On 03/11/12 13:15, Terry Duell wrote:
Hello All, To expand on the subject line, I have inherited an Acer laptop on which I intend to install Linux. I think the machine spec should be OK for most linux distros...Core 2 duo T5600, 4GB, 120GB, Nvidia graphics. I am considering replacing the 120GB drive with an SSD, as it should smarten up the performance a tad and probably improve battery life a bit as well. Are there issues with running Linux from an SSD, that one needs to take into account when first installing/partitioning/whatever?

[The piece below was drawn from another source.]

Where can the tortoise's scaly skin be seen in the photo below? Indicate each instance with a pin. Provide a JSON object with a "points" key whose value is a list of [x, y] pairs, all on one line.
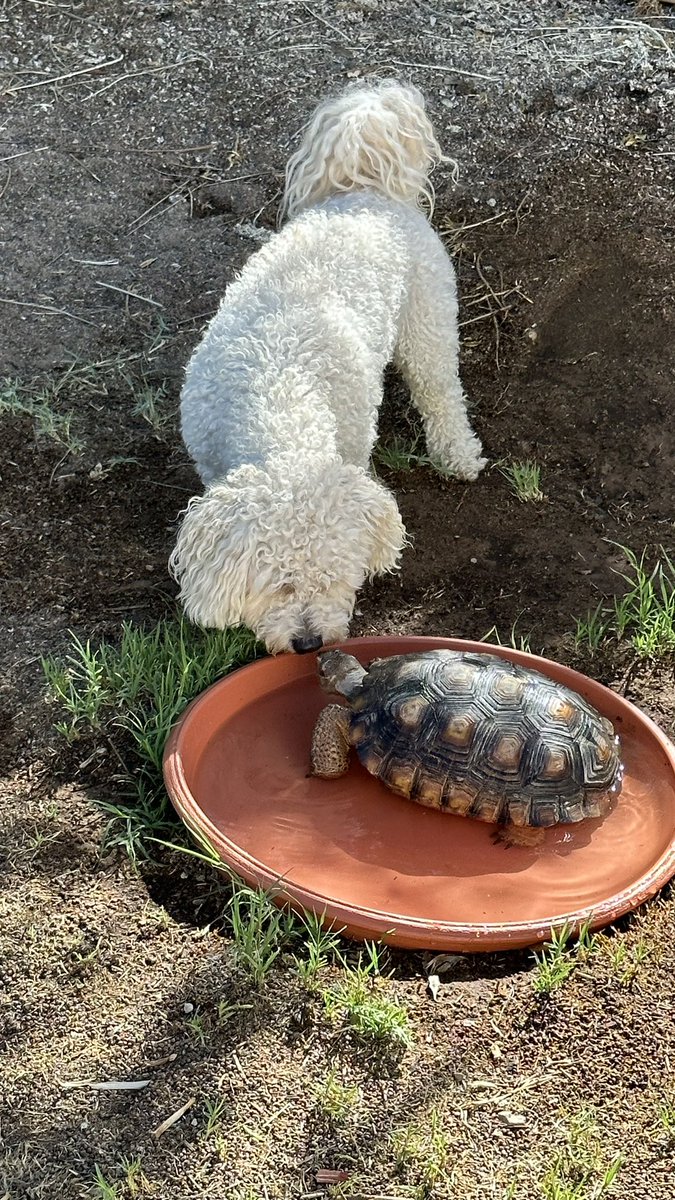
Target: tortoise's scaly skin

If you use a modern distro, it'll probably set everything up correctly, but things to watch out for: * set the 'discard' mount flag if you're using ext4, or 'ssd' on btrfs. (This tells the SSD when you've deleted stuff to free up space, and allows it to work a lot more efficiently) * set 'relatime' mount flag as well; it helps performance on everything, and in ssd cases, avoids a bunch of unnecessary writes. * Align partitions and filesystems on multiples of the ssd erase block.. or if you don't know what that is, just make sure it's a multiple of a number like 16k or something.. just not the default of 512. There are some tools around that'll benchmark different block sizes to work out the appropriate value, too. However note that this issue only seemed to be a *big* issue for earlier generation SSDs.. the current ones seem to cope pretty well regardless.